# Movie Recommender Using K-Nearest Neighbors

This project demonstrates the application of the K-Nearest Neighbors (K-NN) algorithm to recommend movies similar to a given movie, in this case, 'The Post'. The approach involves feature scaling and model fitting with movie data.

In [1]:
# import necessary packages
import pandas as pd
import numpy as np
from sklearn.neighbors import NearestNeighbors
from sklearn.preprocessing import StandardScaler


In [2]:
# create movies dataframe
movies = pd.read_csv('https://github.com/ArinB/MSBA-CA-Data/raw/main/CA05/movies_recommendation_data.csv')

In [3]:
# visualize the dataframe
movies

Unnamed: 0,Movie ID,Movie Name,IMDB Rating,Biography,Drama,Thriller,Comedy,Crime,Mystery,History,Label
0,58,The Imitation Game,8.0,1,1,1,0,0,0,0,0
1,8,Ex Machina,7.7,0,1,0,0,0,1,0,0
2,46,A Beautiful Mind,8.2,1,1,0,0,0,0,0,0
3,62,Good Will Hunting,8.3,0,1,0,0,0,0,0,0
4,97,Forrest Gump,8.8,0,1,0,0,0,0,0,0
5,98,21,6.8,0,1,0,0,1,0,1,0
6,31,Gifted,7.6,0,1,0,0,0,0,0,0
7,3,Travelling Salesman,5.9,0,1,0,0,0,1,0,0
8,51,Avatar,7.9,0,0,0,0,0,0,0,0
9,47,The Karate Kid,7.2,0,1,0,0,0,0,0,0


## Feature Scaling and Model Fitting

Before we can apply the k-Nearest Neighbors algorithm, we must prepare our feature set and scale the data. Scaling is crucial as it normalizes the range of independent variables or features of data.

### Define 'The Post' as a dictionary

First, we define a dictionary for the movie 'The Post', assigning genre flags and an IMDb rating as its features.

In [4]:
# define feature set
X = movies.drop(['Movie ID', 'Movie Name', 'Label'], axis=1)

In [5]:
# Define 'The Post' as a dictionary
the_post_dict = {
    'IMDB Rating': [7.2],
    'Biography': [1],
    'Drama': [1],
    'Thriller': [0],
    'Comedy': [0],
    'Crime': [0],
    'Mystery': [0],
    'History': [1]
}

# Convert the dictionary to a DataFrame
the_post_df = pd.DataFrame.from_dict(the_post_dict)

# Scale Input Features
Using StandardScaler, we scale the features for both the movie dataset and 'The Post'.

In [6]:
# Scale input features
scaler = StandardScaler().fit(X)
X_scaled = scaler.transform(X)

In [7]:
# Scale the_post_df
the_post_scaled = scaler.transform(the_post_df)

# Fit the k-NN Model
After scaling, we fit the k-Nearest Neighbors model on the dataset.

In [8]:
# Fit the k-NN model on the scaled dataset
knn = NearestNeighbors(n_neighbors=5, algorithm='auto').fit(X_scaled)

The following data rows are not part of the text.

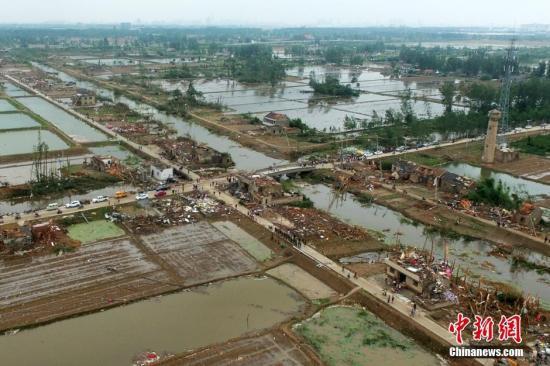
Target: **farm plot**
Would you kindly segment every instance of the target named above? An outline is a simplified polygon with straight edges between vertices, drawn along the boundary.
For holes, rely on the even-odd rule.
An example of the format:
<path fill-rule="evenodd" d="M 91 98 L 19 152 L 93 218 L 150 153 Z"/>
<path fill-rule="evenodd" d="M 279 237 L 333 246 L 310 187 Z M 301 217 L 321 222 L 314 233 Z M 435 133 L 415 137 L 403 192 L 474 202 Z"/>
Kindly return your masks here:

# Find the 5 nearest neighbors
distances, indices = knn.kneighbors(the_post_scaled)


In [10]:
# Print the names of the 5 most similar movies
for rank, index in enumerate(indices[0], start=1):
    print(f"{rank}) {movies.iloc[index]['Movie Name']}")


1) 12 Years a Slave
2) Hacksaw Ridge
3) Queen of Katwe
4) The Wind Rises
5) A Beautiful Mind